Today’s guest post is from Tony Bridger, an experienced provider of Procurement Consulting and Spend Analysis services across the Commonwealth (as well as a Lean Six Sigma Black Belt) who has been delivering value across continents for two decades. He is currently President of UK-based TrainingWorx Ltd, a provider of a wide range of Procurement and Analytic business training programs (inc. GDPR, spend analysis, project management, process improvement, etc.) and focussed short-term consulting solutions. Tony can be contacted at firstname.lastname@example.org.
You will have to forgive us for this post – this is not an easy topic. The topic is quite broad and, as with most elements of the GDPR, takes a little thought and consideration.
Consents need to be considered as a key privacy factor across many elements of procurement business.
There are several ways we can discuss consents – but we thought that to demonstrate the complexity of the legislation – and some of the care that needs to be taken, we would use a fictional human resource or temporary labour company in Europe.
If you have any doubts whatsoever as to the complexity of the legislation for this category of supplier, drop on to the site of one of the larger UK based recruitment company websites and enjoy a leisurely afternoon coming to terms with their Privacy notice. All of them have had to:
- Map out where personal data is held – files, paper, spreadsheets, databases;
- Understand who they share it with;
- Centralise and control their access to personal data;
- Define the who, what, why, when and where of holding candidate data – and make that clear to candidates;
- Ensure candidates are informed of how their data is managed – stored and used;
- Provide consent to send their personal resumes to clients as needed – however, for differing clients, it is likely that individual consents will be required
- If the recruiter provides psychological testing, they will need to be clear how long those results are retained for, their use and how the results are used.

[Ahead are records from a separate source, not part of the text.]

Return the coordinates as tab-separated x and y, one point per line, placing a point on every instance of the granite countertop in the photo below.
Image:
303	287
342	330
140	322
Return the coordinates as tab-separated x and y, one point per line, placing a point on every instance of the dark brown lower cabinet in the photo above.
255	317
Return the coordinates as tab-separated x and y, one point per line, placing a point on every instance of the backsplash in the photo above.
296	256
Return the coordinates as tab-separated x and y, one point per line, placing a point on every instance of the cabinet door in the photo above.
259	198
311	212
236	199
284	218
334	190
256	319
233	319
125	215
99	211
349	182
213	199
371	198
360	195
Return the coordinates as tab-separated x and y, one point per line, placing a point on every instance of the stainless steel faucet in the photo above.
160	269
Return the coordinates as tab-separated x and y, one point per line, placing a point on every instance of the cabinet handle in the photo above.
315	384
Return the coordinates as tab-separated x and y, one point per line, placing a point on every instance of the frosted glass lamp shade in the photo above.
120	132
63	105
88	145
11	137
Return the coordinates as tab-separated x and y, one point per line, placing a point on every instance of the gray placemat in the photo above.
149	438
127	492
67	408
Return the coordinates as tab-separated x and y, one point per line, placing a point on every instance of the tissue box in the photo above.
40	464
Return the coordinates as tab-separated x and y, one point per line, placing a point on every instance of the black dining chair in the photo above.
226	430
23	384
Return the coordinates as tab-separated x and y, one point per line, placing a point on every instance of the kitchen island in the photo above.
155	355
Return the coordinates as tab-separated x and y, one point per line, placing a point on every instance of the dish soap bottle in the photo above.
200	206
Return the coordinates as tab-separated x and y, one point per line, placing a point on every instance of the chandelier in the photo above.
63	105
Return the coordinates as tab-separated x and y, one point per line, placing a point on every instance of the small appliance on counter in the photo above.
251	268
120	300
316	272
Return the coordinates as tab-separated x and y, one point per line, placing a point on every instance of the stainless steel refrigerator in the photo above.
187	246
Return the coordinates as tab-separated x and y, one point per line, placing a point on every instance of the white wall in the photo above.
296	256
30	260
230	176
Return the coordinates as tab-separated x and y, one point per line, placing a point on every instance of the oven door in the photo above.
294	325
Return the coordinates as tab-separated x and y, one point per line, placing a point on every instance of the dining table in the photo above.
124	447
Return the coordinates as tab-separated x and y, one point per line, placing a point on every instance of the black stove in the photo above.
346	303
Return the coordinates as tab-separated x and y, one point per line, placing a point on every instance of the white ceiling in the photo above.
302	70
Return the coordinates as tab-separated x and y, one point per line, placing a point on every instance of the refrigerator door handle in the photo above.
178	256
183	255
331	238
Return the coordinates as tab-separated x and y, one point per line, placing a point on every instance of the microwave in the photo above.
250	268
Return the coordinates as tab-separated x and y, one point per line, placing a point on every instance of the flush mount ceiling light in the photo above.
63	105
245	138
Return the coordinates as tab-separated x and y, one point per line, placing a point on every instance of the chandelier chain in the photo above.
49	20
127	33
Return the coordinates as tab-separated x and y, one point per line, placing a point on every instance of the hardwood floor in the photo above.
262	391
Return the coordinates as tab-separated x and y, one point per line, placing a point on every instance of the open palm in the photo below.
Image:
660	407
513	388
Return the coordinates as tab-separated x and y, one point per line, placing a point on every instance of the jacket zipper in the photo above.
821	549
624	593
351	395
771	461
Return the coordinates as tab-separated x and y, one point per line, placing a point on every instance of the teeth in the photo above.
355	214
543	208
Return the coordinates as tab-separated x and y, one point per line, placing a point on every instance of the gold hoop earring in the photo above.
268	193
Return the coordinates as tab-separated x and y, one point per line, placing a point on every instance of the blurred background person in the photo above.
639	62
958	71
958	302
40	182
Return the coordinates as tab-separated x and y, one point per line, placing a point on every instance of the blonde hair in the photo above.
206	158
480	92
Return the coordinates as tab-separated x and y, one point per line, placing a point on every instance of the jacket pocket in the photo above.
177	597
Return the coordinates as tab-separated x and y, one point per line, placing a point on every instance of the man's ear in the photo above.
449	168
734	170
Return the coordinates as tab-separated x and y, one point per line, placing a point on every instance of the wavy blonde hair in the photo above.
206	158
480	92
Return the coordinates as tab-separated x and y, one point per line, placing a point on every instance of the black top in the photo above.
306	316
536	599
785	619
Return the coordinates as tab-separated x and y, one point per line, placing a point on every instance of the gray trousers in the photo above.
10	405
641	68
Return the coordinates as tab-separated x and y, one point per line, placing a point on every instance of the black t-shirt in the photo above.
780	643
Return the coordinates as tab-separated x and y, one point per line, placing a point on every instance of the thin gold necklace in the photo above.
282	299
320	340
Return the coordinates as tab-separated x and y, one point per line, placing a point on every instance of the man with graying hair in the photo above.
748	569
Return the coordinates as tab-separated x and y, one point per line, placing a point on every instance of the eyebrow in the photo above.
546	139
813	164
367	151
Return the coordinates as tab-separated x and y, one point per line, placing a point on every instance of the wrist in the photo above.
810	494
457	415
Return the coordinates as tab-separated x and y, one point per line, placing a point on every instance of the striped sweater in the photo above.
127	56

For example, in 2016-17, the New South Wales government allowed psychological testing of candidates for key roles. However, the results of these tests were made available across all government agencies on demand – some 30+ of them. If this was Europe – and a breach occurred – it could be a costly exercise. Is the Government the agency – or each individual state agency or body? The differences in how data is used (and associated consents) varies considerably across the globe. Ironically, the NSW Department of Industry has just issued a warning to candidates that may have applied for roles could have has their personal details exposed in a potential breach – a breach that may have occurred on a much wider basis.
For procurers, if temporary labour agencies are used (and consultants are in the same domain , whether they like it or not)), many will insert contractor or employee names into invoices. As the initial consent to disclose, and offer of work would have been consent based, it does rely on all parts of the consent process working to specification. Perhaps that, as the old saying goes, could be a verloen hoep or “forlorn hope”.
With spend analysis data, recruitment agencies would no doubt use the legitimate processing clause – in combination with contractual processing requirements. No harm there we suspect. The customer would have the data – and for analysis purposes would need to review that data for contractual reasons. All seems sensible enough.
However, if you think about the number of if-then-else processes and sub-processes that need to comply, then statistically it will be hard to ensure that all consents are in place in a fast-moving business. At a later date, if a contractor submits a Data Subject Access Request this could involve recovering information that an agency has supplied to former contractor employers – again it is unclear. It could be made worse if relationships between agency and customer have broken down.
We don’t have the answers, sadly. However, it is, sadly, almost inevitable that someone will fall foul of the legislation in a supply chain as complex and high volume as temporary labour. We shall see.